Le segnalazioni di avvistamenti a occhio nudo della cometa ISON stanno arrivando da tutto il mondo. Secondo gli osservatori esperti la magntitudine della cometa (il 16 novembre) è pari a 5,5. Ciò significa che è 10 volte più luminosa di quanto non fosse solo tre giorni fa. A occhio nudo, ISON appare come una debole macchia di pallida luce verde bassa nel cielo prima dell’alba. Diversamente chi è attrezzato anche di un piccolo telescopio osserverà un bellissimo spettacolo. La coda della cometa è diventata una folla tumultuosa di stelle filanti gassosi che si estende oltre 3,5 gradi nel cielo. L’astrofilo Waldemar Skorupa ha scattato questa immagine da Kahler Asten, Germania il 16 novembre:

cometa ison 16 novembreCometa ISON 16 novembre (clicca per ingrandire)

La coda è così lunga, che non poteva essere visualizzata nel campo visivo. Infatti la coda della cometa ISON si estende oltre 8 milioni di chilometri dietro il sui nucleo. Per dare l’idea, è 21 volte la distanza tra la Terra e la Luna.

Perché la cometa sta liberando nello spazio tanto gas e polveri, è impossibile da capire. Una possibilità è che le vene fresche di ghiaccio si stanno aprendo nel nucleo della cometa, vaporizzandosi furiosamente con l’avvicinarsi al Sole. Un’altra possibilità è che il nucleo si sia completamente frammentato.

Se così fosse, bisognerà aspettare ancora diversi giorni prima di saperlo per certo, secondo Karl Battams, un astronomo della NASA che segue il percorso della cometa ISON. “Quando il nucleo della cometa cadrà a pezzi, non sarà come l’esplosione di una granata. I pezzi cominceranno lentamente a divergere a velocità leggermente diverse. Dato che il nucleo della cometa ISON è avvolta in un enorme volume di polvere di gas, sarà quasi impossibile determinare cosa accadrà per almeno un paio di giorni e forse non fino a quando la cometa raggiungerà il campo visivo della sonda STEREO della NASA HI-1A, il 21 novembre 2013. Dovremo aspettare prima di poter osservare i suoi pezzi allontanarsi ad una distanza sufficiente, ammesso che non si sbriciolano prima”, conclude Battams.

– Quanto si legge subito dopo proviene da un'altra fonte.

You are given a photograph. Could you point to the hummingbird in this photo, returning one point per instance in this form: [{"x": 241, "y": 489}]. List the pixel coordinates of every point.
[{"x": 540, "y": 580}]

In altre parole, non si sa per certo che cosa sta accadendo alla cometa ISON. Tutti gli appassionati di astronomia sperano che riesca a sopravvivere all’incontro ravvicinato con il Sole che avrà luogo il 28 novembre.

Cometa ISONQuesta è la direzione su cui dovreste orientarvi per poterla osservare con un piccolo telescopio, dal Nord Italia.